Save it or toss it?
It's a question we face whenever confronted with canceled checks, utility bills, ATM and credit card receipts, 401(k) statements - that mound of paper taking over our homes.
If you're like many, you err on the side of caution and keep each piece, letting the stack of papers grow, throwing them in an overstuffed drawer or stowing them in a box that won't be reopened for months or years.
Or you may be paper-averse, especially if you're Generation Y or younger, and save digitally instead.
"People in their 20s run everything from their phones and don't understand the value of paper," says Regina Leeds, co-author of "One Year to an Organized Financial Life." "There are times when you do want paper records. Some things are too important to trust to cyberspace, like your birth certificate or Social Security card."
You don't want to be in the extreme of either camp. Save everything, and you end up with so much clutter that you - and someday your heirs - won't be able to quickly find documents. Worse, go entirely paperless, and you could one day face the time-consuming and sometimes impossible task of trying to retrieve old records.
Getting papers well-organized can take hours, but in the long run it can save time, money and help you monitor your financial progress. It can also help detect fraud.
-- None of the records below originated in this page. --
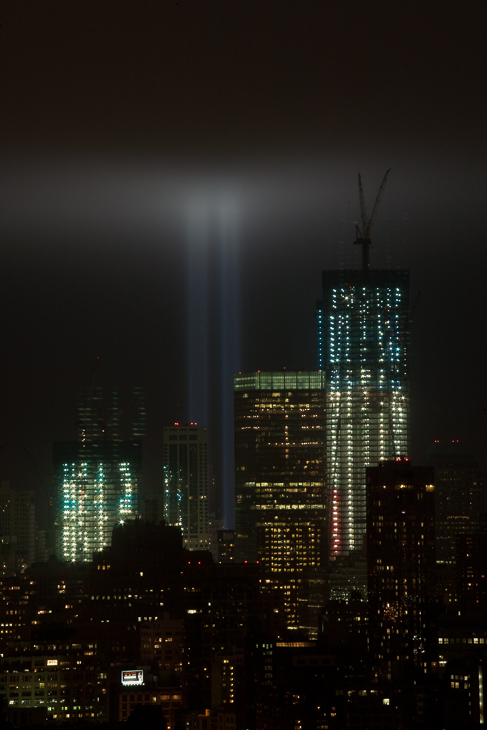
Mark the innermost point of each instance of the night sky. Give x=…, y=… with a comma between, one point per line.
x=169, y=160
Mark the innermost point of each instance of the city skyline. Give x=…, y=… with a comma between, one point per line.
x=107, y=152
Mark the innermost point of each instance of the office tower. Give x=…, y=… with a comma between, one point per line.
x=400, y=564
x=96, y=478
x=363, y=349
x=17, y=529
x=280, y=469
x=459, y=495
x=186, y=482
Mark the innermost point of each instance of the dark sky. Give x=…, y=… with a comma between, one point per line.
x=133, y=132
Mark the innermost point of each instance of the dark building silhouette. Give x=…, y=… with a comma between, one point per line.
x=280, y=469
x=459, y=496
x=400, y=564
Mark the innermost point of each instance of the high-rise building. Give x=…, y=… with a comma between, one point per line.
x=459, y=495
x=185, y=463
x=280, y=466
x=96, y=478
x=400, y=564
x=363, y=349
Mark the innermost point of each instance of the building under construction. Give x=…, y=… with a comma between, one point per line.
x=96, y=477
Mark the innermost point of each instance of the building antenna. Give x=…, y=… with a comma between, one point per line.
x=363, y=235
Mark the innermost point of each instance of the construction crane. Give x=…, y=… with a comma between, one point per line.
x=363, y=234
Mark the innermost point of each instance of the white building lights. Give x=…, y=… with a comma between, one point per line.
x=362, y=346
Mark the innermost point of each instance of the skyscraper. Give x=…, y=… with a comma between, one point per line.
x=96, y=478
x=186, y=482
x=280, y=466
x=459, y=496
x=400, y=563
x=363, y=348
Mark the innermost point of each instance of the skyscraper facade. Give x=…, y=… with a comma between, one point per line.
x=459, y=494
x=400, y=564
x=363, y=348
x=185, y=461
x=280, y=471
x=96, y=477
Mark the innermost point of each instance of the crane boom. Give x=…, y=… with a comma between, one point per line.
x=363, y=234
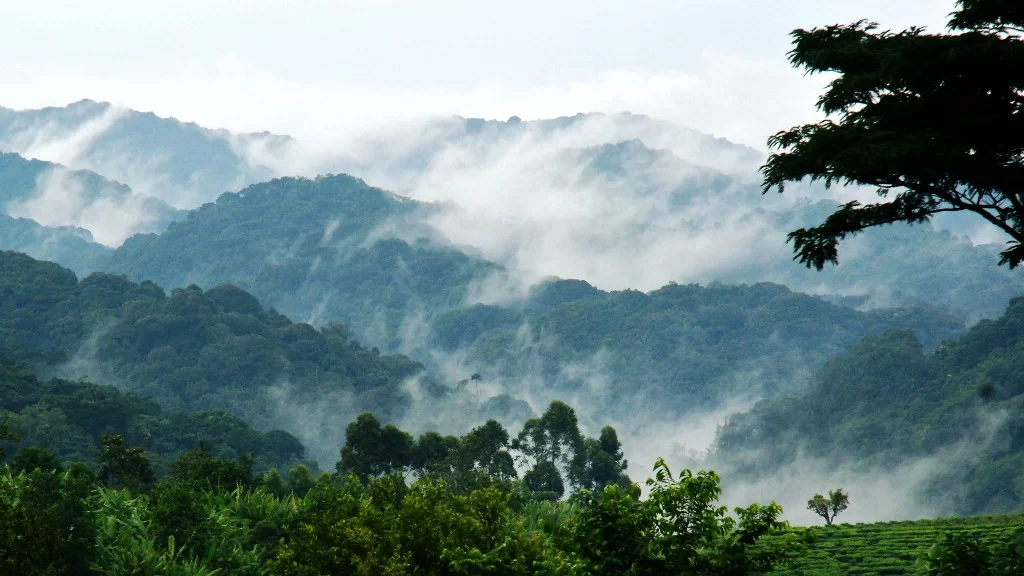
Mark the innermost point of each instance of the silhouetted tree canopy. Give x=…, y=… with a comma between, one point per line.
x=933, y=122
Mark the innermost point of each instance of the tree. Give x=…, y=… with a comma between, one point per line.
x=121, y=466
x=829, y=507
x=680, y=528
x=203, y=470
x=372, y=450
x=934, y=122
x=553, y=441
x=605, y=462
x=7, y=434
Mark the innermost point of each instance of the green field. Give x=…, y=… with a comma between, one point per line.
x=888, y=547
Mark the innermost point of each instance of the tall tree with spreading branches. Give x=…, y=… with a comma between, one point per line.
x=933, y=122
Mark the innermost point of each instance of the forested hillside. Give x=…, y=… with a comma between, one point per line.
x=70, y=418
x=888, y=401
x=196, y=350
x=180, y=163
x=676, y=350
x=68, y=246
x=55, y=196
x=325, y=249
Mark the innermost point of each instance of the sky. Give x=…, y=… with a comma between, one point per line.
x=313, y=69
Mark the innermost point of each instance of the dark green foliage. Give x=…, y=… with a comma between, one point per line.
x=46, y=527
x=31, y=458
x=304, y=247
x=192, y=350
x=828, y=507
x=372, y=450
x=200, y=468
x=69, y=418
x=121, y=466
x=679, y=529
x=887, y=401
x=7, y=435
x=911, y=547
x=689, y=345
x=932, y=121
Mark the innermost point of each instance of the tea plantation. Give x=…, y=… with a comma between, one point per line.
x=888, y=548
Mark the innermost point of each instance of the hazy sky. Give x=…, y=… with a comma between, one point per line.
x=316, y=68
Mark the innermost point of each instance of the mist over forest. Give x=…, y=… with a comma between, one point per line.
x=465, y=315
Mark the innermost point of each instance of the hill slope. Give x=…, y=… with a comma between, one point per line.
x=889, y=548
x=55, y=196
x=182, y=164
x=197, y=350
x=888, y=402
x=330, y=248
x=69, y=419
x=68, y=246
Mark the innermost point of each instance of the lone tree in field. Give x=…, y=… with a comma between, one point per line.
x=934, y=122
x=829, y=507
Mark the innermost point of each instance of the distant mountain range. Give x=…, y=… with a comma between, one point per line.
x=616, y=261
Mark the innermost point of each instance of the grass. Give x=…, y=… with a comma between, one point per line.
x=887, y=548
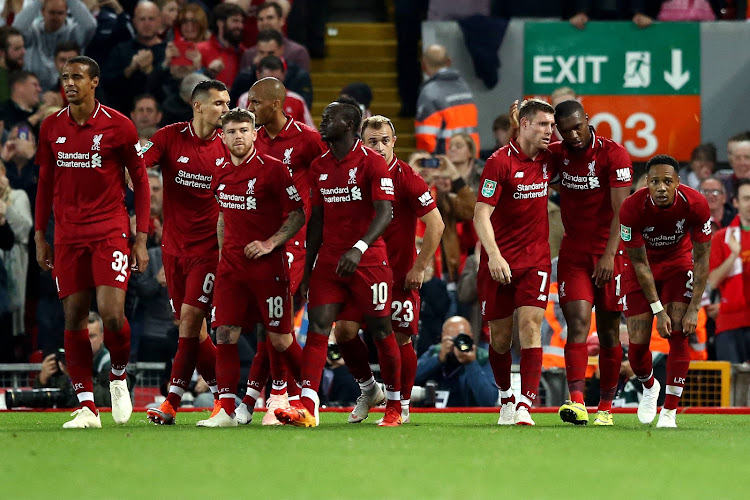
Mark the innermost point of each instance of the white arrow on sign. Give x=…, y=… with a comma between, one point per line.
x=676, y=78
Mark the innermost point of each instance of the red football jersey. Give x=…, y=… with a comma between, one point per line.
x=346, y=189
x=586, y=178
x=413, y=200
x=254, y=197
x=663, y=230
x=296, y=146
x=188, y=164
x=81, y=174
x=517, y=186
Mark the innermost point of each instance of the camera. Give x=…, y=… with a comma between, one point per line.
x=463, y=342
x=36, y=398
x=430, y=163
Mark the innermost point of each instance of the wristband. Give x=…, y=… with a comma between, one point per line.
x=361, y=246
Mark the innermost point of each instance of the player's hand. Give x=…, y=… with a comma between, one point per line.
x=348, y=262
x=499, y=269
x=690, y=321
x=414, y=279
x=604, y=270
x=44, y=256
x=663, y=325
x=139, y=254
x=258, y=249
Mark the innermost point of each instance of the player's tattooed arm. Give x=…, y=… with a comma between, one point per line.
x=220, y=231
x=701, y=253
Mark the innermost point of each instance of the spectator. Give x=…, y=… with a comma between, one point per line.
x=702, y=165
x=11, y=57
x=445, y=104
x=23, y=106
x=178, y=108
x=18, y=153
x=64, y=51
x=54, y=371
x=270, y=17
x=222, y=52
x=501, y=131
x=16, y=260
x=729, y=271
x=466, y=374
x=738, y=154
x=146, y=112
x=271, y=43
x=112, y=28
x=43, y=34
x=716, y=196
x=294, y=104
x=127, y=70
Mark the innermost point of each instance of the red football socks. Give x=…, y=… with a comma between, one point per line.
x=678, y=363
x=576, y=361
x=182, y=369
x=408, y=369
x=356, y=357
x=610, y=359
x=313, y=361
x=80, y=360
x=531, y=373
x=227, y=375
x=640, y=362
x=501, y=364
x=118, y=345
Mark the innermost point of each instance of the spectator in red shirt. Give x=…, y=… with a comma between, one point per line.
x=221, y=53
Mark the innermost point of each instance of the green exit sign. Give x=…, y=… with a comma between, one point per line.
x=612, y=58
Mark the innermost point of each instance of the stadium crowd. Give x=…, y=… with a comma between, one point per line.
x=154, y=61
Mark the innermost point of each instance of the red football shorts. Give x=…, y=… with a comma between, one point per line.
x=574, y=271
x=295, y=254
x=528, y=287
x=404, y=311
x=82, y=266
x=241, y=301
x=677, y=287
x=367, y=291
x=190, y=280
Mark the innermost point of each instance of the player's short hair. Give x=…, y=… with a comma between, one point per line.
x=93, y=67
x=5, y=33
x=350, y=109
x=272, y=63
x=663, y=160
x=271, y=5
x=502, y=122
x=530, y=107
x=238, y=115
x=738, y=184
x=67, y=46
x=568, y=108
x=202, y=90
x=741, y=137
x=375, y=122
x=271, y=35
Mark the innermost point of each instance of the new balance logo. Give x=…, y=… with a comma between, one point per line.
x=425, y=199
x=623, y=174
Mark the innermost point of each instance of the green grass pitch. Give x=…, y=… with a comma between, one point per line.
x=461, y=456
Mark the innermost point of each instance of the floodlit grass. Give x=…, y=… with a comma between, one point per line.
x=462, y=456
Just ask Anna Sergunina, a planner with MainStreet Financial Planning in Odenton, Md. Sergunina often hears clients gripe about the difficulty of keeping records, and recently launched a service where she will set up a filing system for a fee of $290, which includes travel to your house.
Weeks ago, Sergunina organized a client's records, which included unopened statements, and discovered $7,500 in unauthorized charges over three months. The bank and credit card companies restored the funds, but the theft could have been uncovered sooner had the client been organized.
James Doyle is among those using Sergunina's organizing skills.
Doyle cleaned out some records a couple of years ago when he moved from a house to a smaller place at a retirement community in Washington. But the semiretired consultant still had two file cabinets full of papers needing sorting, labeling or shredding.
Sergunina spent half a day creating a filing system and disposed of a few bags of papers. She condensed Doyle's documents into two boxes of files, with instructions on when to jettison records.
"It's a tremendous help," Doyle says.
Of course, you can organize records on your own.
Suzanne Hall of Financial Consulate in Hunt Valley, Md., helps people get organized and says you could start by sorting papers into different categories, such as real estate and investments, and then sticking each category into a file. Keep the number of files to no more than 20, she says. Then go through each and weed out what you don't need.
"It could take a lengthy time if paperwork has never been organized," warns Hall, whose fee starts at $75 an hour.
Her biggest project to date: spending five full days earlier this year arranging the records of a 75-year-old woman who saved papers going back to 1960.
How do decide what to purge and what to keep? Here are guidelines:
Many records you'll keep for life, including birth certificates, passports, adoption forms, marriage and divorce papers, military records, Social Security cards, wills and other estate documents. Store them in a fireproof box for protection.
The disposal of many documents depends on how long the Internal Revenue Service might want to see them.
The IRS will go back no more than three years for a routine audit of a tax return. But it will look back twice that far if you under-report your income by more than 25 percent. Fail to file a return or submit a fraudulent one, and there is no limit to how far back the IRS will go.
To play it safe - and assuming you're honest - dump a tax return after seven years along with the documents supporting deductions or income claims made in the filing, tax experts say.
Granted, tax returns do contain lots of useful financial information, and some money experts say they should never be thrown away. If you don't want to part with tax forms, scan the returns and store them in a computer file to reduce paper.
Keep monthly and quarterly investment statements throughout the year. Toss them later when you receive the year-end summary statement. You'll want to hold on to these statements for as long as you own the securities and several years beyond, again for tax purposes.
Some brokerages and investment firms maintain records on what you paid for securities - the cost basis - which can help you figure your gain or loss when you sell. And beginning with stock purchases next year, brokerages must report your cost basis to the IRS when you sell, which should reduce your paperwork.
But you'll need statements for older securities. Plus, maintaining your own records is important in case you switch brokers or the investment firm merges with another and your records are lost, says Theresa Bandell, a tax director with Stegman & Co. in Towson, Md.
Home improvements Retain records of substantive improvements made over the years to your house, such as adding a deck, replacing windows or remodeling the kitchen, Bandell says. The cost of improvements can be added to the original purchase price and lower the gain on a house when it's sold.
You can exclude from taxes up to $250,000 in gains - $500,000 if married - on the sale of a house. Most sellers don't end up paying the tax. But if you're house appreciates above those limits, having records of home improvements will lessen the tax bite.